Nel contempo anche il casale si era urbanisticamente ampliato, e gruppi di quattro-cinque casette ciascuno si erano costituiti, aventi le uscite convergenti in una corte comune; tra le più antiche: corte de lu Sçuppettola, corte de lu Monte, corte de lu Murrone e corte de le Marange (sulla strada dei Murroni), corte de li Piritosu, corte de lu Rizzu e corte de la Taranta (sulla strada de lu Calò, vicine alla cappella della Madonna dell'Arco), la corte de la Calìa (sul tratto dell'attuale via Giancastello), la lunga e stretta corte de Papa Santu che metteva in comunicazione la strada de li Cuti con la strada della Madonna di Loreto, infine la corte de la Sçìsçiula (in via Madonna di Loreto: sui documenti è scritto Lo Reto, oggi via Cavour) e la corte dell'Uru (in via de lu Tutu, oggi G. Leopardi).
In Cavallino, i fuochi, cioè i nuclei familiari, erano aumentati passando da 82 (nel 1532) a 96 (nel 1543) e poi a 116 (nel 1556): la popolazione in venticinque anni era cresciuta di 153 individui, passando da 369 a 522 abitanti tassati.
Corte dei Piritosu | Corte dei De Dominicis |
E pertanto i Cavallinesi al margine sud-ovest della vasta spianata aperta alla campagna, zona rimasta sempre sgombra perché acquitrinosa, al posto della ormai fatiscente chiesa con tetto di canne e tegole, avevano eretto la nuova chiesa con la copertura in muratura, a semplice pianta rettangolare; inoltre, attorno all'ampio spiazzo lievemente avvallato erano sorte botteghe e case private di artigiani.
Ma questa vasta zona del paese - lo si sapeva per esperienza secolare - era soggetta a continui allagamenti per tutta la stagione piovosa e pure nei non rari acquazzoni estivi; sicché gli abitanti, con il consenso del barone don Sigismondo II, scavarono nel sito opportuno un canale di scolo lungo circa duecento passi, metà sotterraneo e metà a cielo aperto, che raccoglieva e portava via dalla radura le abbondanti acque pluvie convogliandole in un inghiottitoio naturale poco distante (nella Villa davanti), una voragine chiamata volgarmente "ora", una dolina, cioè, che in poco tempo smaltiva nel sottosuolo le acque inondanti; inoltre scavarono due profondi pozzi, più fondi della prima falda acquifera (puzzi spundati), nei punti di maggiore confluenza delle acque stagnanti.

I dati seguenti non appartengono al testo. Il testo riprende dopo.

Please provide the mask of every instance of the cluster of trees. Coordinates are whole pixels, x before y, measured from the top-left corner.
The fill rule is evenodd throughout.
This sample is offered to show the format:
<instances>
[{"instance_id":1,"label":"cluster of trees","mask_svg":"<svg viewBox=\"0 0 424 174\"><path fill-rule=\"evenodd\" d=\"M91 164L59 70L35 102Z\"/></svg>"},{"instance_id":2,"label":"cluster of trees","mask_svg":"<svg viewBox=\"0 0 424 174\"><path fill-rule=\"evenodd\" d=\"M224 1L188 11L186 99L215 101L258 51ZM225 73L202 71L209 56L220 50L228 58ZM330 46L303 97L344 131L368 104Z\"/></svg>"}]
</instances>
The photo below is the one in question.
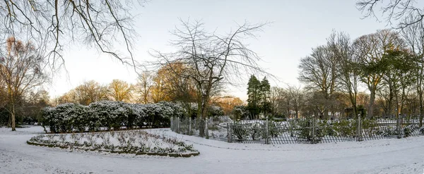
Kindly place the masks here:
<instances>
[{"instance_id":1,"label":"cluster of trees","mask_svg":"<svg viewBox=\"0 0 424 174\"><path fill-rule=\"evenodd\" d=\"M259 118L259 114L271 113L271 102L269 101L271 86L266 77L259 81L256 76L252 75L247 83L247 106L251 119Z\"/></svg>"},{"instance_id":2,"label":"cluster of trees","mask_svg":"<svg viewBox=\"0 0 424 174\"><path fill-rule=\"evenodd\" d=\"M420 22L400 32L382 30L353 40L334 32L299 65L299 80L314 96L307 100L310 111L326 117L343 103L354 116L360 106L368 117L423 116L423 27ZM369 97L360 104L362 87Z\"/></svg>"},{"instance_id":3,"label":"cluster of trees","mask_svg":"<svg viewBox=\"0 0 424 174\"><path fill-rule=\"evenodd\" d=\"M41 108L48 105L49 94L41 88L49 75L40 49L30 42L8 37L0 48L0 124L31 123Z\"/></svg>"}]
</instances>

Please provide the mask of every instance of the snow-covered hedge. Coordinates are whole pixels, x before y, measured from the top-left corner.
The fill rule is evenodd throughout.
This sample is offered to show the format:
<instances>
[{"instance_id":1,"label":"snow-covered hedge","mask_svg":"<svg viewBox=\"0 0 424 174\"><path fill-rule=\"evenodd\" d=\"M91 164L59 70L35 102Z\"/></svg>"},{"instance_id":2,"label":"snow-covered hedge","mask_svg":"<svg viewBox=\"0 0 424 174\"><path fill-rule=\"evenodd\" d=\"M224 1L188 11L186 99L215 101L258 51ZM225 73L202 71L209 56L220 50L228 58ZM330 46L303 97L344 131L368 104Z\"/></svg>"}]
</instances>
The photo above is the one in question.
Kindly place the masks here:
<instances>
[{"instance_id":1,"label":"snow-covered hedge","mask_svg":"<svg viewBox=\"0 0 424 174\"><path fill-rule=\"evenodd\" d=\"M170 118L183 116L179 105L162 101L158 104L138 104L120 101L100 101L83 106L64 104L46 107L42 111L41 123L52 132L90 132L131 129L134 126L164 127L170 124Z\"/></svg>"}]
</instances>

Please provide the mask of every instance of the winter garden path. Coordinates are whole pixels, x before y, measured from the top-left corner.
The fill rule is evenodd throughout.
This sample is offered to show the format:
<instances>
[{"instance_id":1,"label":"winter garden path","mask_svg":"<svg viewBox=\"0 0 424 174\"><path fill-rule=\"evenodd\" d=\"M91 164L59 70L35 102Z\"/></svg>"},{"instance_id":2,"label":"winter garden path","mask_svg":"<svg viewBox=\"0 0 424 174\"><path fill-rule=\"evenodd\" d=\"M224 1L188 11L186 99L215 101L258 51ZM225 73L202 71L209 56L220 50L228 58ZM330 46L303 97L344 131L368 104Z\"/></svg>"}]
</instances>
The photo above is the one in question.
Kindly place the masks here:
<instances>
[{"instance_id":1,"label":"winter garden path","mask_svg":"<svg viewBox=\"0 0 424 174\"><path fill-rule=\"evenodd\" d=\"M228 144L177 135L201 154L99 154L28 145L42 128L0 128L0 173L423 173L424 137L319 144ZM158 130L148 130L155 132Z\"/></svg>"}]
</instances>

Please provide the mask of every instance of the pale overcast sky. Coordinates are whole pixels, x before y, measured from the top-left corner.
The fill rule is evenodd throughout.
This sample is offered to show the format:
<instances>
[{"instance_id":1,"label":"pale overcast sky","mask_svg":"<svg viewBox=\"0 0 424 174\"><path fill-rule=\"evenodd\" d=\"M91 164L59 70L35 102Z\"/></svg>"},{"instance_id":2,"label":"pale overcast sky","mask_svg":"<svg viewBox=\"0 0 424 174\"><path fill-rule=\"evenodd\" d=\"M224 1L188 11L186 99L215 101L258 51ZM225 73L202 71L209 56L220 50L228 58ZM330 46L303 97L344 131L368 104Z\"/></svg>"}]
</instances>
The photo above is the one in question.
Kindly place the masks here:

Ora, la spaziosa superficie, colmata e consolidata con un conglomerato di pietrisco, brecciame e tufo pressati a massicciata, la piazza dunque, livellata, liberata dalle erbacce e abbellita da filari di pioppi piantati su due lati, era diventata una zona interessante e adatta alla futura espansione edilizia urbana; difatti, ai suoi margini sorgeranno in avvenire sempre più numerose le botteghe degli artigiani, le rivendite e le nuove abitazioni in muratura dei possidenti, tanto che essa diventerà il centro unico principale del paese, quale è tutt'ora.